Praised be Jesus Christ!
This weekend in our parishes our second graders will be receiving their first Holy Communion. At their baptism, their parents made promises to raise them in the Faith and to help them develop their relationship with the Lord throughout their lives as they grow older. Now, as they receive the Body and Blood of the Lord, they are invited to grow even closer to Christ and to be spiritually nourished by him every time they come to Mass.
Today is also the World Day of Prayer for Vocations. Will you consider making a special effort to ask the Lord for more vocations to the priesthood and religious life? Here are some simple things you can do:
- Pray for the priests who have ministered to you throughout your life, both living and dead.
- Keep our parish priests in your prayers throughout the week.
- Encourage your children, grandchildren, or other young people to consider a vocation as a priest or religious brother or sister.
- Pray a Rosary for more young men and women in our diocese and parishes to respond to God’s call.
- Pledge to pray for vocations at the international website, www.invisiblemonastery.com.This was inspired by a call from Rome urging Catholics to “organize an ‘invisible monastery’ in which many persons, day and night, are committed to continuous prayer for priestly vocations.

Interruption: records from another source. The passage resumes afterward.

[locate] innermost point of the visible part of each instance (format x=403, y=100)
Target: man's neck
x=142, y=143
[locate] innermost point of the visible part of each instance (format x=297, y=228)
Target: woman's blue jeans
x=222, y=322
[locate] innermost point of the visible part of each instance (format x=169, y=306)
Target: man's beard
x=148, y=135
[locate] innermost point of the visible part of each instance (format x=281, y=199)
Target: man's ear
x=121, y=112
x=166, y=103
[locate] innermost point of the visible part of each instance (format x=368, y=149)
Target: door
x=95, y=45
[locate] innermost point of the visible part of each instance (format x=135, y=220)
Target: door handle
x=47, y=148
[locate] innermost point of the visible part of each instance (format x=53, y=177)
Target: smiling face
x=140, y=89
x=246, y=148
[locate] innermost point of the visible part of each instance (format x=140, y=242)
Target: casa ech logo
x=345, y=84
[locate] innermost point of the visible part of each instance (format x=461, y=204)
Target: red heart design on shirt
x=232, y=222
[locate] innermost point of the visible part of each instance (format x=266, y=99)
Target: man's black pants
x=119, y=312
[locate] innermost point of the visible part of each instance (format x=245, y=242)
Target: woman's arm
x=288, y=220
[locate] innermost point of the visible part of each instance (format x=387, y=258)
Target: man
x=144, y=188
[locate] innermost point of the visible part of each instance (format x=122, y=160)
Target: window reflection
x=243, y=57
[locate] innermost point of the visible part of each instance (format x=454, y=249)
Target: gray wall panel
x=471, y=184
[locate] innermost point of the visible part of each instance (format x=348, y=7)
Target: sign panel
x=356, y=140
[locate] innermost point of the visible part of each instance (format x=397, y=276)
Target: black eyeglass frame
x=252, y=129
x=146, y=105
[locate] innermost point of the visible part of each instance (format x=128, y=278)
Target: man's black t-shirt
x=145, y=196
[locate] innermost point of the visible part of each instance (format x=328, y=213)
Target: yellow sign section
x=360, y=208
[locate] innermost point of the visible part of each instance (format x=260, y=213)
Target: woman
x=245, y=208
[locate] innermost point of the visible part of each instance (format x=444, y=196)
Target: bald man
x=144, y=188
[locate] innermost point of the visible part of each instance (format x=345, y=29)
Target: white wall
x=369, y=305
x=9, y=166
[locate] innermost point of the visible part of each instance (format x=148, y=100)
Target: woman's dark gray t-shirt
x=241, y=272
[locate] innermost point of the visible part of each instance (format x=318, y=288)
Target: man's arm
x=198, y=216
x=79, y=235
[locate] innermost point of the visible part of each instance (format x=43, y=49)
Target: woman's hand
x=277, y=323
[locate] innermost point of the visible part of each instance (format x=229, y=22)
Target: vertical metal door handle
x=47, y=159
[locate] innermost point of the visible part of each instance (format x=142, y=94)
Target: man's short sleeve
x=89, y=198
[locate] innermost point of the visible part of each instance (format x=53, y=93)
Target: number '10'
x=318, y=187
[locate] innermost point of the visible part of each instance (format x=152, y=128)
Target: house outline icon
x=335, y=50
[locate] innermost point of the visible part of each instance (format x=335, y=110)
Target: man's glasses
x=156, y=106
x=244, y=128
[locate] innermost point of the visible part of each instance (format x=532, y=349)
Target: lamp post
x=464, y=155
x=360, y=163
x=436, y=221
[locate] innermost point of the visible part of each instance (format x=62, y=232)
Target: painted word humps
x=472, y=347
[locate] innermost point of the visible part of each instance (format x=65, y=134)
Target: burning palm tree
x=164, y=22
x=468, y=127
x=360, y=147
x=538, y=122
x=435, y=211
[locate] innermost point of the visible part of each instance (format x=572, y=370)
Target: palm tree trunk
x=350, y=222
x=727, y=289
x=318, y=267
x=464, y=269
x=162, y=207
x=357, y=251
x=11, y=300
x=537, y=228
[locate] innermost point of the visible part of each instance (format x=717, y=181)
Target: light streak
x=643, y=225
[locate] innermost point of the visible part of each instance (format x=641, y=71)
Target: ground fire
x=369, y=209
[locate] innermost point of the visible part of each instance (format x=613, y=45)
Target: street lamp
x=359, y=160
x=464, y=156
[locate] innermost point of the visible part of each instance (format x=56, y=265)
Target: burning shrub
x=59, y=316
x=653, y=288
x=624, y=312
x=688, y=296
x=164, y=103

When the Faith is practiced and nourished at home, children are better disposed to discern when God is calling them to a special vocation. I have often felt that our current shortage of vocations is not so much due to God not calling young men and women, but that it is due to the fact that today many of them are not raised in homes and cultures of faith that foster vocations. As a result, many young men and women are not well disposed to discern God’s will in their life. Have they developed a relationship of prayer with God? Are they able to hear him speak to them? And do they trust the goodness of God enough to surrender their lives to him?
In my almost-two years at these three parishes, I have many times heard people express the concern that they have “a good priest” and keep him for more than just a year or two. I understand the concern for stability. It’s hard on a parish when there is no consistent pastor for a period of years. But I also understand that such instability is connected to the fact that there are many parishes and fewer priests. We as a community of parishes must likewise examine how we have supported and promoted vocations in our families. The Faith must not only be practiced, but also lived generously so that our young people may have an example, and be well-disposed to hear God’s call. Historically, there have been many vocations that have come out of our area. But in recent decades that has not been the case. What has changed? What is the Lord calling me (and/or my family) to do differently?